The Story
Why it exists.
The beginning
Maurice Roucel has spent decades building compositions that reward patience. For Aurien Turquesa, released in 2017, the brief was deceptively simple: capture Brazilian warmth in a bottle that doesn't look like everyone else. The turquoise in the name is literal, a reference to the coastal waters that define how the country sees itself, but the fragrance itself runs warmer. Roucel built it from the inside out, starting with the amber-woody base that gives the scent its staying power, then layering tropical fruit and spice until the structure held.

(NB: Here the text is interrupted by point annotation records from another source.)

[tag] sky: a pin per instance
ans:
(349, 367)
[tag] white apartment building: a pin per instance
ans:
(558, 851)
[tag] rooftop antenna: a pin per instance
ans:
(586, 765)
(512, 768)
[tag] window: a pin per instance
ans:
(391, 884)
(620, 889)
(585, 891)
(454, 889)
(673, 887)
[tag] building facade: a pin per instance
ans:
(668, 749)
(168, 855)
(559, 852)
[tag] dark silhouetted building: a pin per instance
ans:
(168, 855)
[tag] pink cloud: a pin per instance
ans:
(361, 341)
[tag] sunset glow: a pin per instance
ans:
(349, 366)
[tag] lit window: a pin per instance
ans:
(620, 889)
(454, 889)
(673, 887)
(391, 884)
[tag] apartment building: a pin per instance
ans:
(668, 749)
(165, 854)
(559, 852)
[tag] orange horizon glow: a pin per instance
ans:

The unusual combination of tamarind and mango in the top notes does something Roucel rarely attempts: he lets the opening lean tart before the florals arrive. Immortelle appears mid-pyramid, a note more common in Mediterranean compositions than in Brazilian releases, where it reads almost as a signature. Gardenia and water lily soften what could have been too sharp, pulling the heart back toward creaminess. The absinthe in the base is the quietest gamble: a green-anise note that most wearers won't identify by name, but that gives the drydown an herbal counterpoint to the coconut warmth.
The evolution
Pink pepper and mandarin hit first, bright, almost aggressive. Then the cardamom and cinnamon arrive, and for about twenty minutes the opening is full-throttle warm spice. The transition into the heart phase is where things shift: jasmine and gardenia emerge slowly beneath the heat, and the mango-tamarind tartness that opened the composition doesn't disappear so much as dissolve into the florals. This is the fragrance's quietest moment, roughly two hours in, when it smells less like a statement and more like skin. The base arrives last, amber and cedar building across the final hours. Coconut keeps it soft. Patchouli keeps it grounded. The absinthe is the ghost: present in the drydown, nearly impossible to isolate, but responsible for the herbal thread that stops the sweetness from ever becoming linear.
Cultural impact
Aurien Turquesa arrived in 2017 as part of Eudora's push into the international fragrance market, representing a notable departure from the brand's typical mass-market positioning. The Brazilian cosmetics company, known primarily for its domestic accessibility, collaborated with master perfumer Maurice Roucel to create something with genuine artistic ambition. The tropical fruit and warm spice combination reflects a broader trend in post-2010 perfumery toward globally inspired gourmand florals, though Eudora's execution kept it grounded in Brazilian sensory preferences. The immortelle and absinthe notes especially signal an interest in less-traveled aromatic territory, positioning Turquesa as a bridge between local tastes and international sophistication.